A captive of captives, Greece is twice a captive: blackmailed, manipulated, discredited and humiliated. The speed is absurd at which reassurances that the fifth instalment “is a done deal” gave place to warnings that the fifth instalment “is in the air” or that it will not be released and we shall go bankrupt, but also from the intimidating “the midterm fiscal plan is a condition for more aid” to the more positive “of course, it is not a precondition.”
Even more to the point, an unnamed PASOK parliament member is quoted:
"We took some decisions about the midterm fiscal plan; Evangelos Venizelos took them to the troika but they rejected them. If the troika wants to rule this place, let them rule it. But I have no reason to be in Parliament."

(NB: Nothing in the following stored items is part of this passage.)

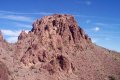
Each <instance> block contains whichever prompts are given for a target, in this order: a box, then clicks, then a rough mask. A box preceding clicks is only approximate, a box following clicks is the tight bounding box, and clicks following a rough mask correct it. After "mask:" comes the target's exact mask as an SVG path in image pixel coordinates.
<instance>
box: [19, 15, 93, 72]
mask: <svg viewBox="0 0 120 80" xmlns="http://www.w3.org/2000/svg"><path fill="white" fill-rule="evenodd" d="M29 35H31V36H37V40H36V38H35V39H34V40H33V37H32V39H31V41H30V46H29V47H28V49H27V51H26V52H25V54H24V55H23V57H22V59H21V62H23V64H25V65H26V66H32V65H34V64H37V63H38V62H40V63H42V64H46V63H48V64H47V65H51V66H53V67H54V68H53V69H55V70H54V71H57V70H63V71H66V70H67V72H69V71H70V68H71V64H72V63H71V62H70V60H69V57H67V56H68V55H70V54H71V53H73V51H75V48H76V47H77V48H79V47H80V48H81V50H82V49H83V50H84V49H86V48H87V47H88V46H89V45H90V43H91V40H90V38H89V37H88V36H87V34H85V32H84V31H83V30H82V29H81V28H80V27H79V26H78V25H77V23H76V21H75V20H74V17H73V16H71V15H57V14H55V15H52V16H45V17H43V18H42V19H40V20H37V21H36V22H34V23H33V28H32V30H31V32H29V33H28V35H27V34H25V32H22V33H21V34H20V36H19V40H21V39H25V38H26V36H28V37H29ZM70 49H71V50H72V51H69V50H70ZM68 51H69V53H68ZM51 62H53V63H54V64H53V63H52V64H51ZM44 66H46V65H44ZM44 66H42V67H44ZM55 66H56V67H55Z"/></svg>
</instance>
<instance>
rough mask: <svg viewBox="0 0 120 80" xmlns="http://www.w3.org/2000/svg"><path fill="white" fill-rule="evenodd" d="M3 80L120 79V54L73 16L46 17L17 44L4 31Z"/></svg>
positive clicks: (2, 67) (0, 60) (0, 64)
mask: <svg viewBox="0 0 120 80" xmlns="http://www.w3.org/2000/svg"><path fill="white" fill-rule="evenodd" d="M0 80H120V53H118V52H115V51H111V50H108V49H105V48H103V47H100V46H98V45H96V44H94V43H92V41H91V38H90V37H89V36H88V35H87V34H86V33H85V32H84V30H83V29H82V28H81V27H80V26H78V24H77V22H76V20H75V19H74V17H73V16H72V15H68V14H54V15H51V16H44V17H43V18H41V19H38V20H36V21H35V22H34V23H33V28H32V29H31V31H29V32H28V33H26V32H25V31H22V32H21V33H20V35H19V36H18V41H17V42H16V43H14V44H12V43H8V42H6V41H5V40H4V39H3V36H2V33H1V32H0Z"/></svg>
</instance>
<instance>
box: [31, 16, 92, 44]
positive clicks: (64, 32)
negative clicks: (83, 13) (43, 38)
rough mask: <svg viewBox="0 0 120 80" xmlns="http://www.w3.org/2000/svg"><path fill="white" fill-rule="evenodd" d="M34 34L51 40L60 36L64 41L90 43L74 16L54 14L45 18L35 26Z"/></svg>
mask: <svg viewBox="0 0 120 80" xmlns="http://www.w3.org/2000/svg"><path fill="white" fill-rule="evenodd" d="M32 32H34V33H35V34H39V35H42V36H47V37H49V38H51V37H54V36H56V35H57V36H59V37H61V38H62V40H63V41H66V40H67V41H68V42H69V41H72V42H74V43H78V42H79V41H80V39H86V40H87V41H90V38H89V37H88V36H87V35H86V34H85V32H84V31H83V29H81V28H80V27H79V26H78V25H77V22H76V21H75V19H74V17H73V16H72V15H67V14H54V15H51V16H45V17H43V18H42V19H40V20H37V21H36V22H34V24H33V28H32Z"/></svg>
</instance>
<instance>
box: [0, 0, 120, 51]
mask: <svg viewBox="0 0 120 80" xmlns="http://www.w3.org/2000/svg"><path fill="white" fill-rule="evenodd" d="M54 13H63V14H65V13H66V14H72V15H74V16H75V18H76V20H77V22H78V24H79V25H80V27H82V28H83V29H84V30H85V31H86V33H87V34H88V35H89V36H90V37H91V38H92V41H93V42H94V43H96V44H98V45H100V46H103V47H105V48H108V49H112V50H116V51H119V52H120V31H119V30H120V0H0V29H1V31H2V32H3V34H4V37H5V39H6V40H7V41H9V42H12V43H13V42H15V41H16V40H17V36H18V35H19V33H20V31H21V30H26V31H28V30H31V28H32V26H31V25H32V23H33V22H34V21H35V20H36V19H38V18H41V17H42V16H45V15H51V14H54Z"/></svg>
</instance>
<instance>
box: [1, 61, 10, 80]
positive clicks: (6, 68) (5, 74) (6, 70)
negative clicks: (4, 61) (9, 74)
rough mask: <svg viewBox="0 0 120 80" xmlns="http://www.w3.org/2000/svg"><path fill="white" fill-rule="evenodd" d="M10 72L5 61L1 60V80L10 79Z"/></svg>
mask: <svg viewBox="0 0 120 80" xmlns="http://www.w3.org/2000/svg"><path fill="white" fill-rule="evenodd" d="M8 75H9V72H8V68H7V67H6V65H5V64H4V63H2V62H1V61H0V80H9V77H8Z"/></svg>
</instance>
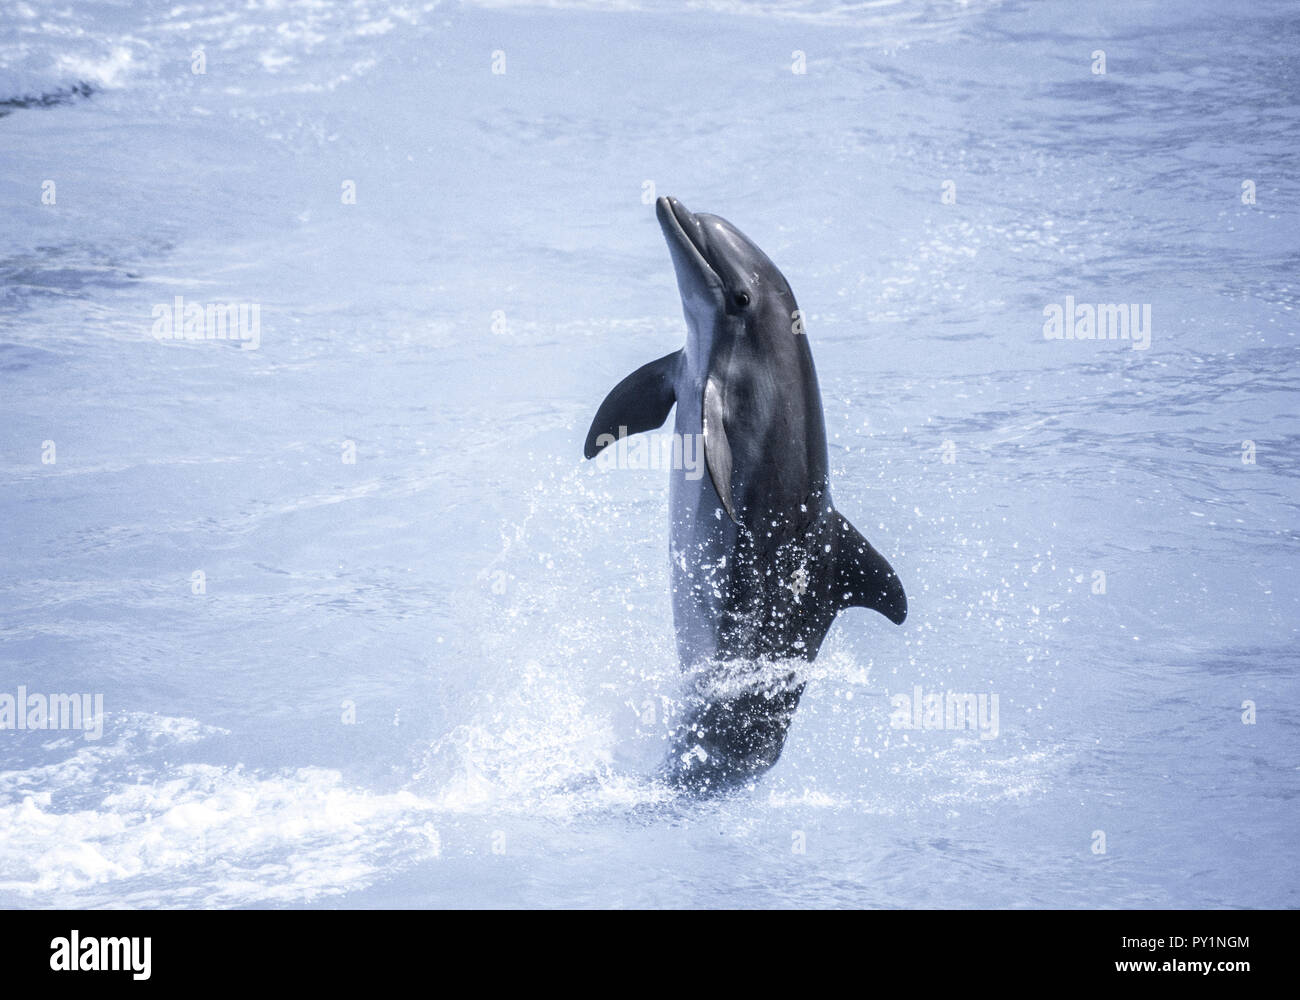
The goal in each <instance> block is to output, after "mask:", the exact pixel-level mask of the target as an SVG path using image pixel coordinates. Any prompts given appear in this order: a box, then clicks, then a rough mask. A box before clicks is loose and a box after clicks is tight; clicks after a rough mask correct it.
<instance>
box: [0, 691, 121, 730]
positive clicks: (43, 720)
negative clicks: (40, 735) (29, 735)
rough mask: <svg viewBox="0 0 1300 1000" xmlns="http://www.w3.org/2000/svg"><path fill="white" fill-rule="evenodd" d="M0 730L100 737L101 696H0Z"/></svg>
mask: <svg viewBox="0 0 1300 1000" xmlns="http://www.w3.org/2000/svg"><path fill="white" fill-rule="evenodd" d="M0 730H81V731H82V732H83V733H85V735H86V739H87V740H98V739H100V737H101V736H103V735H104V696H103V694H40V693H36V692H32V693H30V694H29V693H27V688H26V685H22V684H19V685H18V693H17V696H14V694H10V693H9V692H0Z"/></svg>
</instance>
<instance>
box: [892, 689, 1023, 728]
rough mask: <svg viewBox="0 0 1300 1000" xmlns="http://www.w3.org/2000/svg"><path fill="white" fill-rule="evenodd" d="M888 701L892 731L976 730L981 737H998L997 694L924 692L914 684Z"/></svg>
mask: <svg viewBox="0 0 1300 1000" xmlns="http://www.w3.org/2000/svg"><path fill="white" fill-rule="evenodd" d="M889 704H891V705H893V711H892V713H891V715H889V726H891V727H892V728H894V730H978V731H979V737H980V739H982V740H996V739H997V733H998V726H997V694H971V693H958V692H956V691H949V692H944V693H943V694H940V693H937V692H932V693H930V694H926V693H924V692H923V691H922V688H920V685H919V684H917V685H915V687H914V688H913V689H911V694H902V693H900V694H894V696H892V697H891V698H889Z"/></svg>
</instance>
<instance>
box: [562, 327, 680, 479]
mask: <svg viewBox="0 0 1300 1000" xmlns="http://www.w3.org/2000/svg"><path fill="white" fill-rule="evenodd" d="M680 363H681V351H673V352H672V354H668V355H664V356H663V358H660V359H659V360H658V362H650V364H643V365H641V367H640V368H637V371H634V372H633V373H632V375H629V376H628V377H627V378H624V380H623V381H621V382H619V384H617V385H616V386H614V389H611V390H610V394H608V395H607V397H604V402H603V403H601V408H599V410H597V411H595V419H594V420H593V421H591V429H590V430H588V432H586V443H585V445H584V446H582V454H584V455H586V458H595V456H597V454H598V453H599V451H601V449H602V447H604V446H606V445H611V443H614V441H615V440H617V438H619V437H621V436H623V434H640V433H641V432H642V430H654V429H655V428H656V427H662V425H663V421H664V420H667V419H668V411H669V410H672V404H673V403H675V402H677V391H676V390H675V389H673V382H675V381H676V378H677V367H679V364H680Z"/></svg>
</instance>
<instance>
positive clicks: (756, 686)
mask: <svg viewBox="0 0 1300 1000" xmlns="http://www.w3.org/2000/svg"><path fill="white" fill-rule="evenodd" d="M655 208H656V212H658V216H659V225H660V228H662V229H663V234H664V238H666V239H667V242H668V250H669V251H671V254H672V263H673V268H675V269H676V272H677V287H679V291H680V293H681V304H682V311H684V313H685V317H686V328H688V333H686V346H685V347H682V349H681V350H680V351H675V352H673V354H669V355H667V356H664V358H660V359H659V360H656V362H651V363H650V364H647V365H643V367H642V368H638V369H637V371H636V372H633V373H632V375H629V376H628V377H627V378H624V380H623V381H621V382H619V385H616V386H615V388H614V390H612V391H611V393H610V394H608V397H606V399H604V402H603V403H602V404H601V408H599V411H598V412H597V415H595V419H594V420H593V421H591V428H590V430H589V432H588V436H586V446H585V454H586V456H588V458H593V456H594V455H597V454H598V453H599V451H601V449H602V447H603V446H604V445H606V443H608V442H611V441H614V440H615V438H616V437H617V436H619V434H627V433H640V432H642V430H651V429H654V428H656V427H660V425H662V424H663V423H664V420H666V419H667V417H668V412H669V411H671V410H672V407H673V404H676V407H677V420H676V433H677V434H680V436H682V440H685V436H688V434H689V436H702V440H703V449H705V464H706V466H707V468H708V475H707V476H697V477H689V476H686V475H685V473H684V471H682V469H673V472H672V479H671V489H669V511H671V518H672V524H671V531H669V538H671V559H672V610H673V622H675V625H676V635H677V653H679V657H680V658H681V663H682V667H684V668H686V670H688V671H692V672H693V674H694V675H695V678H697V688H698V691H697V698H695V700H694V701H693V704H692V706H690V709H689V710H688V713H686V718H685V722H684V723H682V726H681V727H680V730H679V732H677V735H676V740H675V746H673V750H672V754H671V757H669V759H668V763H667V769H668V776H669V779H671V780H673V782H676V783H679V784H681V785H685V787H689V788H699V789H705V788H707V789H712V788H720V787H725V785H729V784H735V783H737V782H744V780H745V779H748V778H750V776H753V775H755V774H758V772H761V771H763V770H766V769H767V767H771V766H772V765H774V763H776V759H777V757H780V753H781V748H783V746H784V744H785V733H787V731H788V728H789V724H790V720H792V718H793V715H794V710H796V707H797V706H798V701H800V696H801V694H802V692H803V684H802V683H801V681H798V679H797V676H796V675H794V674H793V671H792V670H788V668H783V667H781V662H783V661H785V662H788V661H790V659H802V661H811V659H814V658H815V657H816V653H818V649H820V646H822V641H823V640H824V638H826V633H827V631H828V629H829V628H831V623H832V622H833V620H835V616H836V614H837V612H839V611H840V610H842V609H845V607H870V609H874V610H876V611H880V614H883V615H885V618H888V619H889V620H891V622H894V623H897V624H901V623H902V620H904V619H905V618H906V615H907V598H906V596H905V594H904V589H902V584H901V583H900V581H898V577H897V575H896V573H894V571H893V568H892V567H891V566H889V563H888V562H887V560H885V559H884V557H883V555H880V554H879V553H878V551H876V550H875V549H872V547H871V544H870V542H868V541H867V540H866V538H863V537H862V534H859V533H858V531H857V529H855V528H854V527H853V525H852V524H849V521H848V520H845V518H844V516H842V515H841V514H840V512H839V511H837V510H836V508H835V505H833V503H832V501H831V486H829V481H828V460H827V445H826V421H824V419H823V415H822V393H820V390H819V389H818V381H816V372H815V369H814V367H813V354H811V351H810V349H809V338H807V336H806V334H805V332H803V325H802V319H801V315H800V312H798V306H797V304H796V302H794V295H793V293H792V291H790V287H789V283H787V281H785V278H784V276H783V274H781V272H780V270H777V269H776V265H775V264H772V261H771V260H768V259H767V256H766V255H764V254H763V251H762V250H759V248H758V247H757V246H754V243H753V242H751V241H750V239H749V238H748V237H745V234H742V233H741V231H740V230H738V229H736V228H735V226H733V225H732V224H731V222H728V221H727V220H724V218H719V217H718V216H710V215H693V213H690V212H688V211H686V208H685V205H682V204H681V203H680V202H677V200H676V199H673V198H660V199H659V200H658V204H656V207H655ZM695 440H699V438H695Z"/></svg>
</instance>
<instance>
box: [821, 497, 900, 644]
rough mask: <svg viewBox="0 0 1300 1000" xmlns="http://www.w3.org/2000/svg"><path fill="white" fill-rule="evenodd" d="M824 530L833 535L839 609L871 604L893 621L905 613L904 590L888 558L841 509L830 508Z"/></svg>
mask: <svg viewBox="0 0 1300 1000" xmlns="http://www.w3.org/2000/svg"><path fill="white" fill-rule="evenodd" d="M827 531H828V532H831V533H832V534H833V536H835V541H833V542H831V545H832V551H833V553H835V588H836V589H835V601H836V605H837V606H839V607H840V609H844V607H870V609H871V610H872V611H879V612H880V614H883V615H884V616H885V618H888V619H889V620H891V622H893V623H894V624H896V625H901V624H902V620H904V619H905V618H906V616H907V594H905V593H904V590H902V584H901V583H900V581H898V573H896V572H894V571H893V567H892V566H891V564H889V562H888V560H887V559H885V557H883V555H881V554H880V553H878V551H876V550H875V549H872V547H871V542H868V541H867V540H866V538H863V537H862V533H861V532H859V531H858V529H857V528H854V527H853V525H852V524H849V521H848V519H846V518H845V516H844V515H842V514H840V511H837V510H833V508H832V511H831V514H829V516H828V518H827Z"/></svg>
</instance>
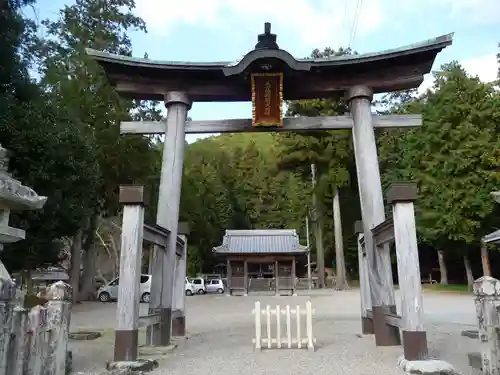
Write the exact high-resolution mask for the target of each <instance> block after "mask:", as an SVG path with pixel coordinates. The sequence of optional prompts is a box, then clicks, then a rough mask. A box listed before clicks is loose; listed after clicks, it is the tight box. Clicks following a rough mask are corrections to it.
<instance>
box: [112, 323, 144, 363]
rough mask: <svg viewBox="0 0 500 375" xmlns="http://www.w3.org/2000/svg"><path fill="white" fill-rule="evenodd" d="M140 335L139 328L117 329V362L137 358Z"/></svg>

Statements that Greece is becoming a "protectorate" has been said by some Greeks all along since the whole process started in 2009. But more are saying it and they're getting angry about the confusion that is being projected from european planners who cannot agree among themselves. If Greece quits the EU, instead of inflation squeezing off the buying powers of Greeks, a rapid devaluation would probably spread inbetween the bankruptcies.
Concerning "Plan B" for Greece:
Olli Rehn: "The only way to avoid immediate default is for parliament to endorse the revised economic program ... They must be approved if the next tranche of financial assistance is to be released," he said in a statement. "To those who speculate about other options, let me say this clearly: there is no Plan B to avoid default," Rehn said.